The synthesized point clouds can serve as a "spatial memory" that is progressively expanded to achieve consistent generation for long videos.

Highlights & Insights¶

XYZ images are an ingenious design: Translating unstructured 3D geometry problems into structured image generation challenges cleverly repurposes powerful 2D generative infrastructures.
Elimination of camera inputs: Direct camera ray maps are no longer required as condition inputs, circumventing the complex engineering required for camera standardization across different datasets.
A single model unifying multiple tasks: Depth estimation, novel view synthesis, camera-controlled generation, and 3D reconstruction are all achieved via the inpainting strategy.
A new paradigm for generative depth estimation: Obtaining depths through the joint generation of multiple views is geometrically more consistent compared to single-image regression.

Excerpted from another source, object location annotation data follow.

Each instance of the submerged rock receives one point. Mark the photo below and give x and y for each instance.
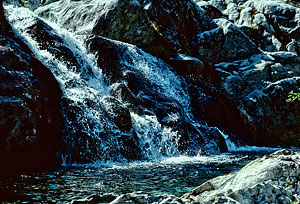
(271, 179)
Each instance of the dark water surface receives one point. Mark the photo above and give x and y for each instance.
(176, 176)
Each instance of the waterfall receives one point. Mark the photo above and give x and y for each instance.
(90, 133)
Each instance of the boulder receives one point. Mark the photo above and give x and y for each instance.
(271, 179)
(150, 97)
(30, 124)
(260, 86)
(159, 27)
(225, 43)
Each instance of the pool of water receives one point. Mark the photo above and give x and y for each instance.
(176, 175)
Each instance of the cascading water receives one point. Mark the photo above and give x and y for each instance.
(90, 132)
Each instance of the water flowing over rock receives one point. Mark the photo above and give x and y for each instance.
(271, 179)
(118, 101)
(30, 126)
(228, 64)
(261, 85)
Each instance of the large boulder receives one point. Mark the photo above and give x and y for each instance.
(159, 27)
(153, 94)
(30, 122)
(271, 179)
(260, 86)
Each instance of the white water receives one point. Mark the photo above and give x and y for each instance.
(232, 147)
(88, 84)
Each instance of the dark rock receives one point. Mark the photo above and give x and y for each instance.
(143, 96)
(271, 179)
(30, 122)
(223, 44)
(260, 86)
(158, 27)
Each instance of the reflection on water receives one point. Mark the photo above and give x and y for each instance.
(176, 176)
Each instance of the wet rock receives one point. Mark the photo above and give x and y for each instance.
(143, 97)
(271, 179)
(260, 86)
(158, 27)
(224, 43)
(30, 115)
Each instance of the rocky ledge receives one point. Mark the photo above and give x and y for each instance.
(271, 179)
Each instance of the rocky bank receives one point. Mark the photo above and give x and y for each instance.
(273, 178)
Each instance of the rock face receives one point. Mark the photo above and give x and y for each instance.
(142, 95)
(30, 122)
(197, 41)
(261, 85)
(271, 179)
(138, 110)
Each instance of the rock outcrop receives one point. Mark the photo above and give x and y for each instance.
(271, 179)
(197, 41)
(31, 123)
(260, 85)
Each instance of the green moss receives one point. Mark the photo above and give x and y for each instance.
(293, 96)
(254, 28)
(24, 3)
(159, 51)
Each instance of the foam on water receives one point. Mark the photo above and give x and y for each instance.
(87, 83)
(232, 147)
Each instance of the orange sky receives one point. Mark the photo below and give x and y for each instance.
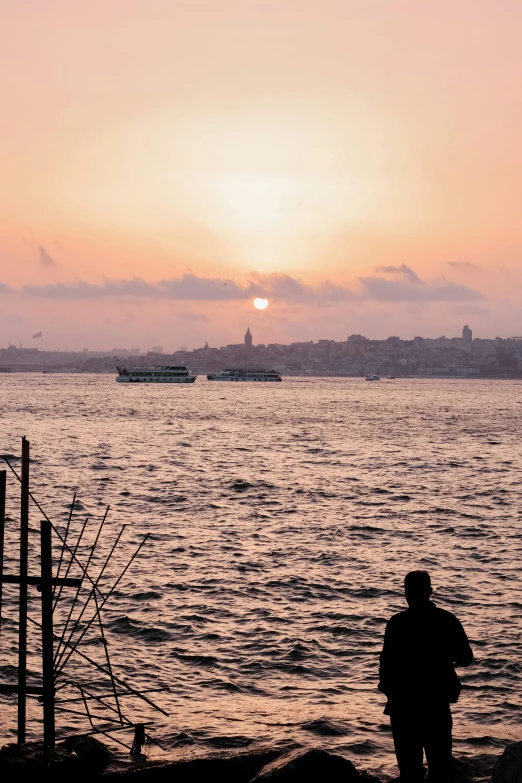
(358, 161)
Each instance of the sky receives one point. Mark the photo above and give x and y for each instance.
(163, 162)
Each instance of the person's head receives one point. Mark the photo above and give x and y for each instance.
(417, 586)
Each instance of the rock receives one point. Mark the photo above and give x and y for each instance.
(310, 766)
(94, 754)
(508, 768)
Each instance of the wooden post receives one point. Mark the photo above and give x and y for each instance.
(22, 615)
(3, 479)
(47, 635)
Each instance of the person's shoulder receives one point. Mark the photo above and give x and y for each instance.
(444, 616)
(398, 619)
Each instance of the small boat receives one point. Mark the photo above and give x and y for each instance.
(239, 375)
(163, 374)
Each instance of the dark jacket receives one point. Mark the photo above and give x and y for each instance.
(421, 647)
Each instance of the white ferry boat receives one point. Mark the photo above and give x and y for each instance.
(245, 375)
(162, 374)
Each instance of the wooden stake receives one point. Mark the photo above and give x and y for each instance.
(47, 635)
(22, 616)
(3, 479)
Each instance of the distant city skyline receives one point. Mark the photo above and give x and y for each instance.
(248, 339)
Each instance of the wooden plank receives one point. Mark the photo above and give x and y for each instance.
(11, 579)
(32, 690)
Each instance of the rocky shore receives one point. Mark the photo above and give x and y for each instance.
(86, 759)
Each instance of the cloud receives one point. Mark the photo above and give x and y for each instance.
(383, 290)
(402, 271)
(463, 265)
(194, 317)
(45, 258)
(406, 287)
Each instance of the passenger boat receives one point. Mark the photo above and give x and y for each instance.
(163, 374)
(238, 375)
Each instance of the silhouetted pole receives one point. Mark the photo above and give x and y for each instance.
(22, 621)
(47, 635)
(3, 479)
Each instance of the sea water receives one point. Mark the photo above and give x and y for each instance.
(282, 520)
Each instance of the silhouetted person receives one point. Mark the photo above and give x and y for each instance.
(421, 647)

Limitations & Future Work¶

Currently trained only on static datasets, making it unable to handle dynamic scenes (4D).
Lacks a confidence map, which hinders handling of unbounded or outdoor scenes.
Resolution is limited to 256×256, which is still far from practical application.
Future work could replace XYZ with other modalities (e.g., optical flow, splatter images) to extend to more tasks.

Relationship with DUSt3R: DUSt3R directly regresses point clouds, whereas WVD learns distributions via generative modeling; their concepts are complementary.
Relationship with CAT3D: CAT3D uses camera ray conditions, while WVD replaces them with XYZ images, providing a cleaner alternative.
Insight 1: "Imaging" 3D representations serves as an effective bridge connecting 2D and 3D.
Insight 2: Jointly modeling complementary modalities allows the model to learn superior representation.

Rating¶

Novelty: 8/10 — The idea of joint diffusion with XYZ images is simple, elegant, and pioneering.
Experimental Thoroughness: 7/10 — Covers multiple tasks but lacks comparisons to more recent methods.
Writing Quality: 8/10 — Clear methodological descriptions with intuitive framework diagrams.
Value: 8/10 — Presents a viable path toward 3D foundation models.